Two studies have found low levels of testosterone in fibromyalgia, and testosterone levels have strongly been linked to pain sensitivity in animal models. One recent study suggested that lower levels of testosterone in combination with other factors was associated with increased rates of depression and poorer sexual functioning in FM. Recently, Jarred Younger’s small “good-day, bad-day” FM study found that lower levels of two hormones, testosterone and progesterone, were associated with more severe FM symptoms.

Fibromyalgia – the Testosterone Connection

Despite concerns about the use of testosterone in women, White found that a 28 day course of testosterone gel reduced pain significantly in women with FM. (More about that later.)

In ME/CFS Broderick’s modeling efforts suggest that testosterone in men is protective.  Plus the high rate of gynecological issues in ME/CFS and fibromyalgia suggest that sex hormones are involved in ME/CFS.

High Rates of Gynecological Disorders Implicated in Chronic Fatigue Syndrome and Fibromyalgia

Sex, Autoimmunity and Chronic Fatigue Syndrome … or Why More Women Than Men Get ME/CFS

Testosterone and Autoimmunity

No one knows if ME/CFS and FM are autoimmune diseases, but both could be and the link could have something to do with testosterone. The evidence that testosterone is protective against some autoimmune diseases is building.

Adding the gut contents of male mice to female mice (another mouse model) reduced their risk of type I diabetes – an autoimmune disease. Interestingly, the protective element again appeared to be testosterone, the levels of which were highly influenced by the composition of the mice gut flora.

Declining testosterone levels in men as they age increases their risk for rheumatoid arthritis. Declining testosterone levels may also be responsible for the gender parity seen in RA by age 75, and could explain why men tend to get multiple sclerosis at a later age than women. Low androgen levels in both men and women also appear to put them at risk for autoimmune disorders.

The gender divide extends to opioid use. Regular opioid use suppresses testosterone in men but not in women.

A TH17 Connection

ME/CFS may share another connection with multiple sclerosis – a deranged TH17 response. TH17 T-cells defend against extracellular pathogens and have been found to play a significant role in the development of inflammatory and autoimmune disorders. TH17 cells appear to help initiate attack on the neuronal sheaths in MS.

Several studies from Dr. Klimas’s group suggest a TH17 associated process may be in play in ME/CFS.  Exercise provoked a Th17 response  in both ME/CFS and Gulf War Syndrome patients.  Broderick’s modeling effort found that as few as five cytokines associated with TH17 activation could identify approximately 80% of ME/CFS patients with an infectious trigger.
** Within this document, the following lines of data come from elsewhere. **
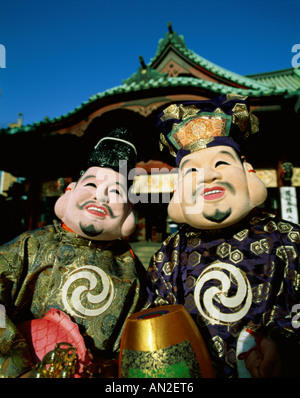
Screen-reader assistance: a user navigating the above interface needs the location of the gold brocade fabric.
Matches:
[0,222,144,377]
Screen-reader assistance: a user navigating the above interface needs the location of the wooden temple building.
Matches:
[0,24,300,240]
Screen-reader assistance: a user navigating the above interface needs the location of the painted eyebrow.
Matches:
[219,151,237,160]
[77,175,96,183]
[112,181,126,194]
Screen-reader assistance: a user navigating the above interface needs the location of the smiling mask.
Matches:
[54,129,136,241]
[160,95,267,229]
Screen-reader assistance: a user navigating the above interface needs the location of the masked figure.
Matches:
[0,129,143,377]
[148,95,300,377]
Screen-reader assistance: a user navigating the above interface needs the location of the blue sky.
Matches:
[0,0,300,128]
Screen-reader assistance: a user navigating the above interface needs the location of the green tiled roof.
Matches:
[0,28,300,134]
[248,68,300,92]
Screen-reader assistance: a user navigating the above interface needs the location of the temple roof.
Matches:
[0,26,300,135]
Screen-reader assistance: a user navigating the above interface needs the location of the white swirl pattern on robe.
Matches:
[62,265,114,318]
[194,261,252,325]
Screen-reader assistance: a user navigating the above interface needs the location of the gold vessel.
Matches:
[119,305,215,378]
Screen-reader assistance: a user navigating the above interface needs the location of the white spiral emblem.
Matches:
[194,262,252,325]
[62,265,114,318]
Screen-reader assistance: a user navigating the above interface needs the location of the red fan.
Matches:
[19,308,90,378]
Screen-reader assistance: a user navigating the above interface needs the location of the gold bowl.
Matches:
[119,305,215,378]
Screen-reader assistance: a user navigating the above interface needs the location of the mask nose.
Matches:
[95,184,109,203]
[203,167,222,184]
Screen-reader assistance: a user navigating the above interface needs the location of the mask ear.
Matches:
[168,190,185,224]
[54,182,76,220]
[121,205,136,237]
[244,162,268,207]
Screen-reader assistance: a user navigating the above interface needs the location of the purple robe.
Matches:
[148,210,300,377]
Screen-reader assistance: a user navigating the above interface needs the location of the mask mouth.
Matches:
[85,204,109,217]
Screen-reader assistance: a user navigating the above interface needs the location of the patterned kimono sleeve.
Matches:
[0,235,34,378]
[147,233,182,307]
[264,224,300,377]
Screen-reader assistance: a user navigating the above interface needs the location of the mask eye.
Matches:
[85,182,97,188]
[184,167,199,176]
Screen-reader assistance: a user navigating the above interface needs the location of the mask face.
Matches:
[55,167,135,240]
[168,146,267,229]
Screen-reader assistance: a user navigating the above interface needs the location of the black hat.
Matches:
[86,127,137,177]
[158,94,258,164]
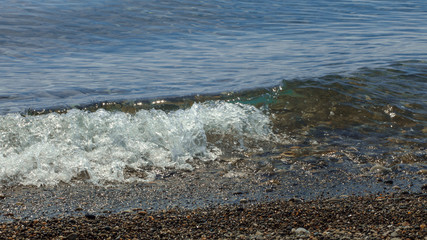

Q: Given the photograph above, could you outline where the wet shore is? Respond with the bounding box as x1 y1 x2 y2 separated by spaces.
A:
0 194 427 240
0 160 427 240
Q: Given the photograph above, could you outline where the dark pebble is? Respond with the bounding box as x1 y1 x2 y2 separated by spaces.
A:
85 213 96 220
384 180 393 184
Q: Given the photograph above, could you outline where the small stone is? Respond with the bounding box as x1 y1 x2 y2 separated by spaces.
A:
384 180 393 184
369 164 391 175
65 233 79 240
85 213 96 220
292 228 310 236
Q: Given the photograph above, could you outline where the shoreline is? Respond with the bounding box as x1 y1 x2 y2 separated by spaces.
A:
0 193 427 240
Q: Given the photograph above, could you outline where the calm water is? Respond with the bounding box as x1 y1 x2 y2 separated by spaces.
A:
0 0 427 114
0 0 427 185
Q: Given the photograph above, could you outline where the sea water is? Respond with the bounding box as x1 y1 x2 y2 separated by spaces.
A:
0 0 427 185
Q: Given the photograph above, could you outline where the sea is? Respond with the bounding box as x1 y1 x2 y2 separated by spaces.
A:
0 0 427 187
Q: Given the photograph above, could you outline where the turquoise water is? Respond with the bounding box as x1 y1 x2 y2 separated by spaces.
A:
0 0 427 186
0 0 427 114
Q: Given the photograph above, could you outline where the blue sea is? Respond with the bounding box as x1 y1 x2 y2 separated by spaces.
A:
0 0 427 186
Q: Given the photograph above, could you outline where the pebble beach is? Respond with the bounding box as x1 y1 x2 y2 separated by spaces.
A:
0 193 427 240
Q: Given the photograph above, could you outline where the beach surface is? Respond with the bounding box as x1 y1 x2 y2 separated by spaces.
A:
0 194 427 240
0 166 427 240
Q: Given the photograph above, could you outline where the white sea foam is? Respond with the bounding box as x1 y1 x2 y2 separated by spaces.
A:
0 101 271 186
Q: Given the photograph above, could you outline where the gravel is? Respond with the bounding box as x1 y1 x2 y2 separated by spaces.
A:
0 193 427 240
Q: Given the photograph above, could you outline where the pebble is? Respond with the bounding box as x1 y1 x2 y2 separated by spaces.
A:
292 227 310 236
85 213 96 220
0 193 427 240
369 164 391 175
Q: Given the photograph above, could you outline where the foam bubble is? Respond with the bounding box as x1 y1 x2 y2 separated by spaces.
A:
0 101 271 186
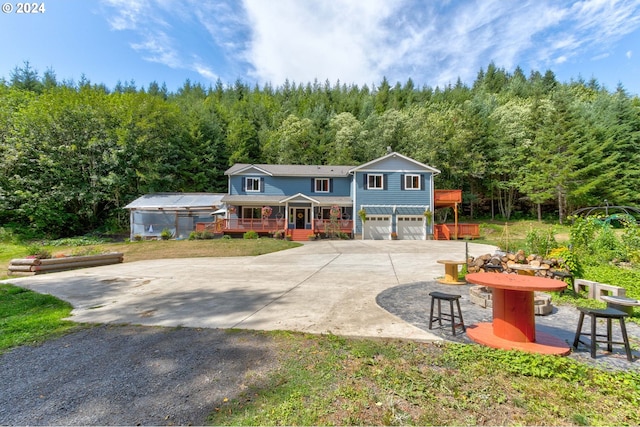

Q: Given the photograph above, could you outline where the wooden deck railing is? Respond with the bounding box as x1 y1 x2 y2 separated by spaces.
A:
433 223 480 240
313 219 353 233
433 190 462 207
196 218 353 233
TH17 cytokines showed up again prominently in Broderick’s network analysis study which found they functioned as “preprogrammed immune component”.

Treatment

The question now is how induce a testosterone-like response in women without actually using testosterone. Drug studies suggest that testosterone can be helpful in MS but the study authors stated that women can’t take much of it without becoming masculinized and experiencing other significant side effects.

Instead this new MS study’s importance lies in the discovery of a key cytokine (IL-33) that can apparently turn off the destructive nerve processes in MS and even restore the nerves. If researchers can develop a way to promote IL-33 activity without using testosterone in women, they may have gotten a handle not just on MS but possibly on other gender imbalanced autoimmune diseases as well.

A New Approach to Autoimmunity?

The authors were quick to suggest that the findings may apply to other autoimmune diseases as well and could ultimately signal an entirely new approach to them. That’s welcome news given the harsh side effects of many of the immune suppressants used in autoimmune diseases.

“This suggests a mechanism for the reduced incidence of multiple sclerosis and other autoimmune diseases in males compared to females. These findings could lead to an entirely new kind of therapy for MS, which we greatly need.” Melissa Brown, PhD.

Perhaps it will lead to new direction in research for ME/CFS or FM.